Chapitre 6
Depuis la réunion de travail, Lulu ne dormait plus, sa tension montait dangereusement et le médecin du village qui l’avait vu naître et ne trouvait pas de remplaçant avait tenté de le raisonner… en vain, il naviguait entre enthousiasmes, amertumes et interrogations.
On avait vite fait de soupçonner Cépignac et Truffignac d’avoir organisé les raids de ravalement du village, mais l’accusation restait générale et Luvina, sa première adjointe, avait semé le trouble en arguant que le ver était peut-être dans le fruit. Il avait beau tourner et retourner toutes les informations en sa possession, il n’avançait pas.
Il avait quelques réconforts : lorsqu’il se rendait à pied à la mairie, il constatait avec satisfaction la barricade déjà taguée qui fermait la toute nouvelle déchetterie entre l’église et l’école fermée depuis déjà quatre ans, les dégradations, les déchets épars , les platebandes dénudées, les broussailles qui avaient repris leurs droits.
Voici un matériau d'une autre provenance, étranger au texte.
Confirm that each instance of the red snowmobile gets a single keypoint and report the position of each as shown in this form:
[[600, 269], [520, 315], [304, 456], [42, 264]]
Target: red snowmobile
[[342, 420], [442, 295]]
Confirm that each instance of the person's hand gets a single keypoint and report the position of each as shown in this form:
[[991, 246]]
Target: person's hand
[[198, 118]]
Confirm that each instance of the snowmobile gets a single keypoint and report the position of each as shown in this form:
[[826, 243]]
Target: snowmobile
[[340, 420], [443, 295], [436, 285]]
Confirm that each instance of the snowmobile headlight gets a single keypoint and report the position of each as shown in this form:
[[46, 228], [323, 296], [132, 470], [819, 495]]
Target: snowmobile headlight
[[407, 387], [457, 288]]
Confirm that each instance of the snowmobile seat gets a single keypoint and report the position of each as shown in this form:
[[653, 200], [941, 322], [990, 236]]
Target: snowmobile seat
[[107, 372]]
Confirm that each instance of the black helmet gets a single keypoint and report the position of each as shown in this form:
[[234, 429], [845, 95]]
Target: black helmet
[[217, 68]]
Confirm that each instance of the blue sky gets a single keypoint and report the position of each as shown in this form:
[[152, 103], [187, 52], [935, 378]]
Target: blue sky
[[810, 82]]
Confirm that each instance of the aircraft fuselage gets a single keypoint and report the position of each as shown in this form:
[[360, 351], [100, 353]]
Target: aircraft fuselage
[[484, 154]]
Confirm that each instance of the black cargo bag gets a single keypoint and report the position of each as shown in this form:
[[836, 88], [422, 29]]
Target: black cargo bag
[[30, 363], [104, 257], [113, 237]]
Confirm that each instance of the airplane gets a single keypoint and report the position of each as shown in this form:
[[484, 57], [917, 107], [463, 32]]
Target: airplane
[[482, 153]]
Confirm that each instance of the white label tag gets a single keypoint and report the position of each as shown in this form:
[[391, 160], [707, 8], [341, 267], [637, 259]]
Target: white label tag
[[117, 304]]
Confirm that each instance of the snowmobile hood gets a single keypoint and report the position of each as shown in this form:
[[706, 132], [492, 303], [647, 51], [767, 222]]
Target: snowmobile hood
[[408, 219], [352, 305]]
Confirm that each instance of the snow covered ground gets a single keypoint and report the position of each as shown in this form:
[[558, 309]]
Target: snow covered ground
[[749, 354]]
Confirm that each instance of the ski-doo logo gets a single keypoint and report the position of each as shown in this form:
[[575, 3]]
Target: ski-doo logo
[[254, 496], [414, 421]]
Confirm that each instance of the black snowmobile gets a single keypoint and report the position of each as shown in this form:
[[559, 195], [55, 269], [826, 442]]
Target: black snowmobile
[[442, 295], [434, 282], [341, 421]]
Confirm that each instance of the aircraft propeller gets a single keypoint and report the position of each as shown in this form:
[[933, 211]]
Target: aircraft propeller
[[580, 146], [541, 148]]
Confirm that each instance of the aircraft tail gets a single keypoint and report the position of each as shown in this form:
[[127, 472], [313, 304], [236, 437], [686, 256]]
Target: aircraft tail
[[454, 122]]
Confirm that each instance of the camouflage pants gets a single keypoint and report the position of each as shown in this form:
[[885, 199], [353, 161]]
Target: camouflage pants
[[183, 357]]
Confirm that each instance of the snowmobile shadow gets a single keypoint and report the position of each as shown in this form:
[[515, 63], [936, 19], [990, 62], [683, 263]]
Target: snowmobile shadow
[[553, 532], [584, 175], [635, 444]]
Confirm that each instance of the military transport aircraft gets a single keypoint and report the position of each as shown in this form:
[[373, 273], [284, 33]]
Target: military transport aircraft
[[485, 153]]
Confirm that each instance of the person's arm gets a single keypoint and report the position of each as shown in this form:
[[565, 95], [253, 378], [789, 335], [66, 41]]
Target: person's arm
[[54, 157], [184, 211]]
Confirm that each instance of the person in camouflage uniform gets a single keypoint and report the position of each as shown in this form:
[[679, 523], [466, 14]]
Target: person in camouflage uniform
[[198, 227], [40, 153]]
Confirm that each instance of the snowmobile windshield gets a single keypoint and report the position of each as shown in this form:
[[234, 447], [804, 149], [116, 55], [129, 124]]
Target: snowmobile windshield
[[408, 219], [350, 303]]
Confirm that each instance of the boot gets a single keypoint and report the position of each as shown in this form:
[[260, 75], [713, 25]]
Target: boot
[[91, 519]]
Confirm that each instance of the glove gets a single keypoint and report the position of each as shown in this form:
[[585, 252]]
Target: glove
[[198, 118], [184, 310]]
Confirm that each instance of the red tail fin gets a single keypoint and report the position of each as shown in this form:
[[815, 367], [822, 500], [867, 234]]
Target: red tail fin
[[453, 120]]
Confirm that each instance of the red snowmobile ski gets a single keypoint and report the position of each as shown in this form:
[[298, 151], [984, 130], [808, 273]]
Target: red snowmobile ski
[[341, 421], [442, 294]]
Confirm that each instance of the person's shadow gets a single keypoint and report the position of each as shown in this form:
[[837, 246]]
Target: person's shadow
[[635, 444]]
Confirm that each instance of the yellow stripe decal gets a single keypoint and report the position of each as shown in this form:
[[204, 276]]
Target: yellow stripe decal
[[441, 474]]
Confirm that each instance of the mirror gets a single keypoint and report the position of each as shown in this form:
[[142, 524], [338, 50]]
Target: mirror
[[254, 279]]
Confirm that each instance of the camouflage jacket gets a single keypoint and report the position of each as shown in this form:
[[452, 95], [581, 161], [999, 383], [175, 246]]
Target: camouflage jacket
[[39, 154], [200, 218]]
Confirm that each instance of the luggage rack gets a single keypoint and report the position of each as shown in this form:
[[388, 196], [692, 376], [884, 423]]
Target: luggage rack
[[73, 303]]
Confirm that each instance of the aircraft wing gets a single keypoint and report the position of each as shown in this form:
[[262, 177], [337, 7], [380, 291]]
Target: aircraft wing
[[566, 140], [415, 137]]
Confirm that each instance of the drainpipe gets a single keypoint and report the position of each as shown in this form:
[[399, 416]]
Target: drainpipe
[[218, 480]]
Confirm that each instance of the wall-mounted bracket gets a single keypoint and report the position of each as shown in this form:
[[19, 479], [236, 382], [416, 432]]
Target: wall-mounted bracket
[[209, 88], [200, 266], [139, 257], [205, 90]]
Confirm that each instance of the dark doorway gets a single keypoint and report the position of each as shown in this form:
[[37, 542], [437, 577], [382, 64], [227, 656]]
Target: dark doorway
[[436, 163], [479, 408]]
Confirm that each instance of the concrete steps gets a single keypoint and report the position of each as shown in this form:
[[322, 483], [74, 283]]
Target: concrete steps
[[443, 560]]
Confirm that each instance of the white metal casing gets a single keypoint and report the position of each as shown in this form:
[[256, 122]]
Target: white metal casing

Presque partout, parce que les jeunes avaient pris l’initiative de continuer à entretenir leur terrain de jeu …mais il fallait bien leur pardonner. L’ensemble du complexe sportif n’avait toujours rien d’attrayant. De plus, Mazet, un des trois derniers agriculteurs du village, avait remonté du penchant de la Caroube où il était allé faire du bois, quelques éléments de moteurs et autres pièces de ferraille qu’il avait déposés dans son potager en face de chez Lucette. Il avait concédé un carburateur de tracteur à Chassagne qui l’avait mis en évidence dans sa cour. Ce que Lulu n’avouerait cependant jamais, c’est qu’il était chagriné des éclaboussures de boue sur le beau crépi jaune de Sa mairie.
Il ruminait ainsi, ce matin-là, lorsqu’il aperçut deux camionnettes noires équipées d’une parabole devant la mairie : c’était une équipe de télévision qui venant en repérage pour la préparation du concours. Le tournage était prévu en décembre et on était tout juste fin octobre. Une fine couche de brouillard enveloppait le village et lui donnait un air mystérieux presque agréable. Lulu était contrarié mais il n’en laissa rien voir. Il lissa sa grosse moustache grisonnante , ajusta sa veste de velours sur son ventre rebondi, se présenta : « Lucien, Treignac, Maire de cette charmante bourgade »,et , avec son large sourire franc, il fit entrer obligeamment tout le monde à l’intérieur pour discuter de la suite des opérations.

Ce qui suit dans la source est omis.